Recession and Redundancy

The Spark October 2009
John Edmundson

As the recession has bitten, redundancies have risen and unemployment figures have begun to climb, Labour’s Darien Fenton has had her Private Member’s Bill drawn from the ballot. The Bill would enforce a minimum redundancy payout on all employers, starting at four weeks pay after one year of employment. The Labour Party of course is the party that introduced the Employment Relations Act, which does not even provide a definition of the word redundancy, let alone provide significant protection for workers. New Zealand workers actually have no legal right to redundancy compensation and very few have provision for it in their contracts.

Workers at LWR’s Wairarapa sites who were made redundant earlier this year have been told that they are unlikely to receive any more than seventy percent of their entitlement in redundancy and holiday pay. Approximately eighty percent of staff with written employment agreements (contracts) have no redundancy provisions at all according to a Massey University survey commissioned for the Department of Labour’s Restructuring and Redundancy Public Advisory Group.

The generally accepted legal definition of redundancy is the one provided by the Labour Relations Act of 1987. It states that a redundancy is “… a situation where…[a] worker’s employment is terminated by the employer, the termination being attributable, wholly or mainly, to the fact that the position filled by that worker is, or will become, superfluous to the needs of the employer…” New Zealand case law has always focussed on the position, not the worker, so it is the position that becomes redundant. What this means in effect is that it is the employer’s right to decide the structure of the business and, consequently, to make positions redundant, provided that the redundancies are “genuine” and are “carried out in a fair and reasonable manner”. The ERA added some largely worthless prerogatives to define “fair and reasonable”, primarily around the concept of good faith. Despite legal requirements for consultation with workers and their representatives and a 2004 amendment to the ERA intended to strengthen the definition of what a “fair and reasonable employer” would do, the Employment Court has consistently interpreted the law as placing the decision making power firmly in the hands of the employer:

“So long as an employer acts genuinely and not out of ulterior motives, a business decision to make positions or employees redundant is for the employer to make and not for the Authority or the Court…”

Those “genuine” reasons are very broadly defined: The introduction of new technology Rationalisations of staff to increase business efficiency Restructuring business operations Closure of the business Outsourcing Sale of the employer’s business

These conditions of “genuine” behaviour can be, and are, interpreted very broadly, making it very easy to define a job as a redundancy if it suits the employer to do so.

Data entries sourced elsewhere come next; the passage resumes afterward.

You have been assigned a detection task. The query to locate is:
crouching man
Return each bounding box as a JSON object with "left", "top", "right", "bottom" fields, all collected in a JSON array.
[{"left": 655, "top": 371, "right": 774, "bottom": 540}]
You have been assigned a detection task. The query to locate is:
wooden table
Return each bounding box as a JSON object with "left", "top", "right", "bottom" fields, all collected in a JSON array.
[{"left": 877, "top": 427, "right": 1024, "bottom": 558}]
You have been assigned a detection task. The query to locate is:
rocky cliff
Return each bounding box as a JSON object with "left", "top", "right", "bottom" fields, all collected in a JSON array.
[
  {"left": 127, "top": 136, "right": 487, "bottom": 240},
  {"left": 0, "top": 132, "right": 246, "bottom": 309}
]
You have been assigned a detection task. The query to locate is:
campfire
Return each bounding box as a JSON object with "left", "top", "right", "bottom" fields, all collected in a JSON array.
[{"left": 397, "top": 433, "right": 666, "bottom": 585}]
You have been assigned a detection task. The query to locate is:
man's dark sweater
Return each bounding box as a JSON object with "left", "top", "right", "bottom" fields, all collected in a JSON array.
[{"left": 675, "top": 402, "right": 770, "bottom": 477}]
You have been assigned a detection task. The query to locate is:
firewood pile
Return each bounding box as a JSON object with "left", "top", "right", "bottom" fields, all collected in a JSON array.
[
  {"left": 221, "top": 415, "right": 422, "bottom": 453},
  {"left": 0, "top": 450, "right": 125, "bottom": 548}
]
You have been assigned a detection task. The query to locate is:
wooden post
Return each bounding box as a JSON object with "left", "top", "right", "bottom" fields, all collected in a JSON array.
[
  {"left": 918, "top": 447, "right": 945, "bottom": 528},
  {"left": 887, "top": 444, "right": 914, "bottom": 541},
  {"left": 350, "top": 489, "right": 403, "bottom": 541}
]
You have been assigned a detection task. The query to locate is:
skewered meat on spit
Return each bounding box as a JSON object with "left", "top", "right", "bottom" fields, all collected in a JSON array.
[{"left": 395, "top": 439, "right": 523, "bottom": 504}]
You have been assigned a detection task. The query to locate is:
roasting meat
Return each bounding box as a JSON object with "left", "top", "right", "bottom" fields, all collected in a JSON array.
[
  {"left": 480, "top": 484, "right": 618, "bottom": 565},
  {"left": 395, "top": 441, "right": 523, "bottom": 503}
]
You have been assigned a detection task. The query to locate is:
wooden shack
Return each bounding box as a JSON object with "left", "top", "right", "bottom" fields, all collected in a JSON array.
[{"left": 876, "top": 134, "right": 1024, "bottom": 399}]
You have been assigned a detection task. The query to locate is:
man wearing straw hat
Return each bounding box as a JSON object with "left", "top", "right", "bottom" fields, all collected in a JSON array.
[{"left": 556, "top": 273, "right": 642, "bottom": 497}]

Workers cannot depend upon the Labour Party to gain them any improvements in their working conditions. Now in opposition after nine years in Government, Labour has suddenly discovered that the working people of this country have been having their rights and conditions eroded. Labour has proved time and time again that when in government they are both unwilling and incapable of delivering sufficient real gains for workers. That the Fenton Bill needed to be introduced as a Private Member’s Bill is itself indicative of Labour’s inability to deliver for workers. Workers will only get real gains when they fight for them as workers, because the Labour Party will not deliver.


  1. Darien Fenton says:

    John, thanks for drawing attention to my Redundancy Protection Bill. I could spend a lot of time going over why Labour didn’t bring in redundancy protection earlier. I could remind you that it was a manifesto promise in the 2008 election, but not so in earlier manifestos. I could say that was because it wasn’t a policy put forward by Labour members and affiliated unions, who had other priorities, such as protecting vulnerable workers in situations of contracting out of sale of business, which Labour dealt with in the ERA amendments 2004. But I won’t, because right now, I am focussed on getting support for my bill, because it won’t make it without a ground swell of support to persuade National that it should be sent to select committee at first reading. So, if, in your opinion, Labour failed, let’s not make it a failure of the Labour movement, because we can’t get over our differences. Surely it’s time we worked together on the issues we do agree on? If the Workers Party supports minimum redundancy rights, then please get behind the campaign on

    I don’t care who gets the credit, or the blame. I only care that workers in New Zealand are currently being made redundant, through no fault of their own, without any protection to tide them over during the hard times.

  2. John Edmundson says:

    Darien Fenton said she wouldn’t “spend a lot of time” apologising for Labour’s failures on workers’ rights, but in fact most of what she wrote above was exactly that. As she notes, it was only when Labour faced a crushing defeat at the polls that redundancy suddenly became a manifesto issue. The ongoing attacks on tertiary education, with accompanying redundancies, are a Labour legacy. I hope her Bill is passed (although I’m not holding my breath) because any protection is better than none at all. But it was a Labour government that unleashed the attacks on workers back in the 1980s and the three term Clark government did little to rectify any of the damage. Now that Labour are in opposition, they have suddenly discovered that workers are under attack in this country, as if that is a phenomenon that has only occurred in the last 11 months. Few workers have much faith in the Labour Party any more and I think that’s a good thing.